Así que se puso de pie y se paró orgullosamente en la cima.
Instantáneamente, sus sentidos lo alertaron de peligro.
Un escalofrío le recorrió la espalda y sintió algo acercándose a él increíblemente rápido.
No podía verlo aún, pero su cuerpo ya reaccionaba.
El Ad Astra salió en un instante, en forma de espada larga, y la blandió hacia arriba.
Un fuerte clangor resonó en el campamento, cuando Astaroth interceptó una flecha con la longitud de su cuerpo, con la hoja de su arma.
La flecha venía con mucha fuerza y sintió sus pies deslizarse hacia atrás unas pulgadas antes de que agarrara su espada con ambas manos y empujara la fuerza hacia arriba.
Pero su espina dorsal seguía hormigueando.
Rápidamente entendió por qué, cuando una lluvia de más de estas flechas vinieron hacia él, todas con igual velocidad y potencia.
Astaroth sabía que no podía desviarlas todas.
En su lugar, sacó su Escudo de Cortezaferro, haciendo desaparecer el Ad Astra, y se encogió detrás del cuerpo triangular redondeado del escudo.
Apenas tuvo tiempo de agacharse, que ya las primeras flechas estaban impactando en la corteza metálica de su escudo.
Aunque se había preparado detrás de su escudo, su posición no le permitía una resistencia máxima, y después de que la quinta flecha golpeara el escudo, sintió que su cuerpo se levantaba del suelo.

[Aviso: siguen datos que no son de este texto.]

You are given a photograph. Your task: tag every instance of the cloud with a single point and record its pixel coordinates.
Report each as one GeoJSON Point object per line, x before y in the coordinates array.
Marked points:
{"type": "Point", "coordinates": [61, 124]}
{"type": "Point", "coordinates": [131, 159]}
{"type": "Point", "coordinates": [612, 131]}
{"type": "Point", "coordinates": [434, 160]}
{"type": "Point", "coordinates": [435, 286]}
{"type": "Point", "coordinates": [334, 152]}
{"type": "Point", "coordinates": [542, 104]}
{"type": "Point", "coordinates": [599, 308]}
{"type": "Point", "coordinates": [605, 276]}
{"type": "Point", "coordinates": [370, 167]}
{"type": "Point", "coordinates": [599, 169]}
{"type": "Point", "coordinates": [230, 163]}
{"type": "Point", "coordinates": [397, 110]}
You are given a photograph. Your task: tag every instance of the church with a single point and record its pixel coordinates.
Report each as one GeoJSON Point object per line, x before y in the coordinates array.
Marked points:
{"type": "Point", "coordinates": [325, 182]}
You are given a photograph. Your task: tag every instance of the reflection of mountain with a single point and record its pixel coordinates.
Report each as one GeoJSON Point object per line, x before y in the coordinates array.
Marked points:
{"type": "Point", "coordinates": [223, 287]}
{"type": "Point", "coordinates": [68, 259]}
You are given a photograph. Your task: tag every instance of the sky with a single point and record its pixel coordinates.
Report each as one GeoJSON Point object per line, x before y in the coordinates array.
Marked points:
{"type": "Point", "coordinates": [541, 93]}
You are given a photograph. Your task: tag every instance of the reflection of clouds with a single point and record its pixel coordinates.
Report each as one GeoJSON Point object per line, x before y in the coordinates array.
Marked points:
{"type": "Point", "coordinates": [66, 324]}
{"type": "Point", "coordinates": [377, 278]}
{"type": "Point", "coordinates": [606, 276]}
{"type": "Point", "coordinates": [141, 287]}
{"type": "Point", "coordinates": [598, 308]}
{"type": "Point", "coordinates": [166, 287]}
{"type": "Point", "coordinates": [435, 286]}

Las flechas que no le dieron volaron bien por encima del campamento, desapareciendo en la distancia, mientras que las que sí lo hicieron rebotaron en el suelo cerca de él.
¿Y Astaroth?
Voló por el aire, ya sin el suelo que lo sostenía, mientras muchas más flechas golpeaban su escudo hasta que su cuerpo bajó por debajo de la altura de la colina.
Se estrelló en el campamento, a unos cientos de pies de distancia del borde, incapaz de controlar su vuelo.
Sus oídos zumbaban con todos los choques metálicos a los que acababa de ser sometido, y no pudo reaccionar a tiempo.
Después de rodar varias veces, se detuvo, con los oídos sonando como locos.
Vio a los soldados que lo rodeaban formar un círculo a su alrededor, algunos con las armas desenfundadas, otros mirándolo con caras preocupadas.
Phoenix se abrió paso entre la multitud, llegando a su lado, y la suya fue la primera voz que escuchó a través del zumbido.
—¿Estás bien?
—preguntó.
—¿¡QUÉ!?
—gritó de vuelta, sin darse cuenta de que estaba gritando.
—Dije que si estás bien —repitió.
Astaroth sacudió la cabeza, intentando deshacerse del insistente zumbido en sus oídos.
—¡LO SIENTO!
¡NO PUEDO OÍRTE!
—gritó de vuelta.
Le tomó unos momentos, durante los cuales los soldados que se amontonaron alrededor de él se dispersaron una vez más, al ver que estaba bien y que no era una amenaza, antes de poder escuchar suficiente de las palabras de Phoenix para que tuvieran sentido.
—¡Pero qué diablos te pasa?!
¡Los guardias dijeron que subiste la colina después de advertirte que podrías morir!
¿Qué demonios pasó?
—le gritó ella, con la ira mezclándose con preocupación en su rostro.
—Lo siento.
Tenía curiosidad por saber a qué nos enfrentaríamos.
¿Cómo iba a adivinar que me dispararían con flechas que podrían derribar a un dragón?
—contestó, aún frotándose los oídos.
Phoenix le dio un golpecito leve en el hombro.
—¡Idiota!
Deja de correr riesgos innecesarios —le reprendió.
Astaroth la miró con una sonrisa.
—Oh, pero no fue innecesario.
Vi lo que quería ver.
¡La batalla será emocionante!
—respondió.
Phoenix sintió un impulso increíble de golpear su bonito rostro con fuerza como para borrarle la sonrisa.
Pero se contuvo.
No quedaría bien si los soldados que aún los observaban la veían golpeándolo.
—Eres un imbécil.
Vamos, vayamos a la tienda.
Los demás nos esperan allí —dijo, ayudándolo a levantarse del brazo.
Astaroth miró su escudo, que yacía a unos pies de distancia de él.
Estaba abollado por todas partes, con muchos rasguños cubriendo su superficie y pequeñas abolladuras acompañándolas.
‘Menos mal que ese escudo es extremadamente duradero…’ pensó para sí mismo.
Pero al inspeccionarlo, tragó saliva.
Escudo de Cortezaferro (Escudo Heátero)
Rango: Elite
Poder de Defensa: 20%
Durabilidad: 50/500
**
…
‘Eso estuvo demasiado cerca…
Tendré que arreglarlo…’
También notó que había perdido alrededor de la mitad de su gran reserva de salud, incluso con todas sus defensas.
De repente, estuvo de acuerdo con Phoenix en que había sido una tontería hacerlo.